Les observations plus récentes sont moins optimistes. Ce changement de perception s'appuie d'abord sur des constats rétrospectifs. En premier lieu, "il n'apparaît plus aussi clairement que les années d'espérance de vie gagnées le sont en bonne santé". En d'autres termes, si l'espérance de vie globale continue de progresser, les gains d'espérance de vie sans incapacité modérée continuent de stagner. Par ailleurs, les études réalisées sur la tranche d'âge des 50-65 ans semblent montrer une dégradation de la situation des intéressés entre 1999 et 2008, du point de vue des limitations fonctionnelles, mais aussi - dans une certaine mesure - du point de vue des restrictions d'activité.
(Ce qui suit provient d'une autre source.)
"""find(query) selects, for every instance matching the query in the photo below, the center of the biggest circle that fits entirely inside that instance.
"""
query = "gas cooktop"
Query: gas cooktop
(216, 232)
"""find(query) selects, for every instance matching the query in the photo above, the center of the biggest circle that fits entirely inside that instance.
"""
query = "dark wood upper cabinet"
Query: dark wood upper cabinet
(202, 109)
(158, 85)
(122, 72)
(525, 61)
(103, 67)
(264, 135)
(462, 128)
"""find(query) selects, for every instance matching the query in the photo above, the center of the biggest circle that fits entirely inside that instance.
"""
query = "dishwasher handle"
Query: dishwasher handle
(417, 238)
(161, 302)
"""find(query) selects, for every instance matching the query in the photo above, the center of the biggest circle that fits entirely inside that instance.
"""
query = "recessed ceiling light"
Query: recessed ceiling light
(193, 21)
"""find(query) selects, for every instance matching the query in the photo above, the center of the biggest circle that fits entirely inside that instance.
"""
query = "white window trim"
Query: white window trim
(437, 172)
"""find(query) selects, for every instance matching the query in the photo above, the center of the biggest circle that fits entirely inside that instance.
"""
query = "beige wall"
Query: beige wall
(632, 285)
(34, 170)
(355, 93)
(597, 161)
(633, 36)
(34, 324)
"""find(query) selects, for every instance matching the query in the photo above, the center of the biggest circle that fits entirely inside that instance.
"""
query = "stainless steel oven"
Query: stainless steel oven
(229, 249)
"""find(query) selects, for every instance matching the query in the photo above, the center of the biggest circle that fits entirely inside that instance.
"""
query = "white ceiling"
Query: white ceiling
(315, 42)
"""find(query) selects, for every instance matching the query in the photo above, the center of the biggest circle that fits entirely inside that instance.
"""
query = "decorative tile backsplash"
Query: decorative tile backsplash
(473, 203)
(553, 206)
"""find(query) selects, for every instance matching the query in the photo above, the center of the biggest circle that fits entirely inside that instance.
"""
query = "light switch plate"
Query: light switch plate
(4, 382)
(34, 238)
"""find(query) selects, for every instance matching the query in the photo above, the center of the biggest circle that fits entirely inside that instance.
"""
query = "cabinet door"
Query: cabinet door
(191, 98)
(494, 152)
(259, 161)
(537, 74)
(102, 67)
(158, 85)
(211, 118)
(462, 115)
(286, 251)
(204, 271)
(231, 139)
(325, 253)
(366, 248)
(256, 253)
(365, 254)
Selon la note de travail, "ceci pourrait signifier que la génération qui est actuellement dans cette tranche d'âge, susceptible d'entrer en dépendance vers 2030, présente des risques accrus par rapport à la génération précédente". La note évoque différents facteurs susceptibles d'expliquer cette évolution : une amélioration des conditions sanitaires qui conduirait - paradoxalement - au recul de la mortalité des personnes en incapacité, la montée en charge rapide de certaines pathologies comme le diabète (même si "le lien entre affections de longue durée et dépendance est [...] mal connu"), ou encore la meilleure prise en compte des problèmes de santé et des facteurs de risques qui "pourrait avoir conduit un plus grand nombre d'individus à identifier les difficultés, mais aussi à mieux les gérer" (la plupart des enquêtes prenant en compte le ressenti déclaré d'une incapacité). Enfin, s'appuyant notamment sur l'enquête Paquid (suivi de près de 4.000 personnes pendant dix ans dans 75 communes de Gironde et de Dordogne), la note relève que l'évolution de la prévalence et de l'incidence de la maladie d'Alzheimer demeure mal connue.

2,3 millions de personnes dépendantes à l'horizon 2060

Ces considérations conduisent à proposer au groupe de travail trois scénarios d'évolution de la fréquence de la dépendance. Le plus pessimiste repose sur une stagnation de la fréquence de la dépendance à chaque âge et pour chaque sexe. Le scénario optimiste repose au contraire sur l'hypothèse que les gains d'espérance de vie correspondent intégralement à des gains d'espérance de vie sans incapacité (EVSI). Enfin, le scénario central - autrement dit jugé le plus plausible - repose sur l'hypothèse qui verrait les gains d'espérance de vie se partager de manière neutre entre espérance de vie sans incapacité et avec incapacité. Autrement dit, "la part d'espérance de vie avec incapacité à 65 ans resterait inchangée sur la période des projections".
Dans cette hypothèse, le nombre de personnes dépendantes (au sens de "remplissant les conditions pour bénéficier de l'APA") passerait de 1,15 million en 2010 à 2,30 millions en 2060. La progression ne serait toutefois pas uniforme dans le temps : rapide jusqu'en 2017-2020 (+2% par an), elle retomberait à +1,1% jusqu'en 2030, puis repasserait à +2% entre 2030 et 2045 (période où la génération du baby boom arrivera à l'âge de la dépendance), avant de revenir à +0,6% par an à partir de 2045.